Fun Fact #4: I actually finished the first rough draft of this back in January/February, because I got the dates of the Fan Art and Fanfiction Contest mixed up, so my illustration of the Mherking from back then actually came after the "penning" of the first draft. So the illustration actually depicts the current-day Mherking, Post-Seabreeze. And if you notice, the fabric wrapped around his trident is not there in the Seabreeze's Cover Page, which depicts the Mherking of the Ashiun Brothers' era (The Cover Page's Trident is the finalized structure and shape, but the fabric on the old illustration is intentional)...The fabric is aged and worn and torn, but I wonder what color it would have been thousands of years ago...and where in the world that fabric could have come from and why it's on his trident...For reference, that image can be found here:

https://cdn.artstation.com/p/assets/images/images/001/162/911/large/melanie-morgan-the-mherking-melanie-morgan3.jpg

-waggles eyebrows-

Unknown said...

NOTE: The Mherking's character arc comes in four parts thus far. This story is actually Part 3 (Next year I hope to sort of unveil Part 1, which may or may not deal with the inciting incident which caused a lot of things, among them the initial cause of how the Mherking started to become the way he is is Seabreeze). So his character arc isn't actually finished right now, and everything really comes full circle in Part 4, which I hope to give hint to within a few weeks, given I have the free time. I'm really excited about this little hint into Part 4, because I think it'll leave everyone with a FAR more satisfied feel by the end of its little blurb.
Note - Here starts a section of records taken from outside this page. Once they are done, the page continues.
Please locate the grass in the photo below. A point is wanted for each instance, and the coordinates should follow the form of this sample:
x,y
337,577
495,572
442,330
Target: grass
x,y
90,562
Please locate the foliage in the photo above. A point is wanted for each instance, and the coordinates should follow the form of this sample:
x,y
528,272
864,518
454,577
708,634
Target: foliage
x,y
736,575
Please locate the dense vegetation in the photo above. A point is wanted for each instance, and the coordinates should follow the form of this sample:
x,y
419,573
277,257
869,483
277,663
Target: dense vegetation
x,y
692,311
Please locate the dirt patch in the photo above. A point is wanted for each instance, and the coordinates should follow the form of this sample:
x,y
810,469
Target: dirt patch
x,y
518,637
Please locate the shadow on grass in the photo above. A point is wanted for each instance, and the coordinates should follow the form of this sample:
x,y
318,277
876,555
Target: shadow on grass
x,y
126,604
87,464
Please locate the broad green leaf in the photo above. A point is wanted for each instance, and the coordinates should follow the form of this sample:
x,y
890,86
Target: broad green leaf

FINAL NOTE: I've been editing this story since February. Thus, I am sitting on a hoard of secrets and details that is so large it would make Smaug the Terrible raise his great eyebrows. ;) Consequently, if you couldn't tell already, I have been DYING to talk about this thing. Me mum hates tragedies and me sis couldn't care less, so I've had not a soul to blab to. SO PLEASE! I would LOVE to hear your questions! If you don't feel comfortable rambling them off on here, I'd love to geek out over email or some such! (Email: melejmorgan@gmail.com)

Honestly, I don't even really view this thing as mine anymore. The Mherking's whole arc, from Seabreeze to all the things I haven't put to paper yet, has come together so perfectly that I know I wasn't the primary player in this game, so to speak. Knowing what I know about where the story has been and where it will go, it'll be easy to see I'm only a conduit. This thing belongs to the Lord, plain and simple. I could've never come up with something like this on my own no matter how good I become.

If my uncontainable excitement and love of this thing and this character seem strange or obnoxious, I do apologize, but I really believe the Lord wants to say something. And I'm really excited to see what He does with it, cuz I know He's not finished yet...So please bear with me a little longer. :)

Love you guys, really, thank you so inexplicably much, for everything!!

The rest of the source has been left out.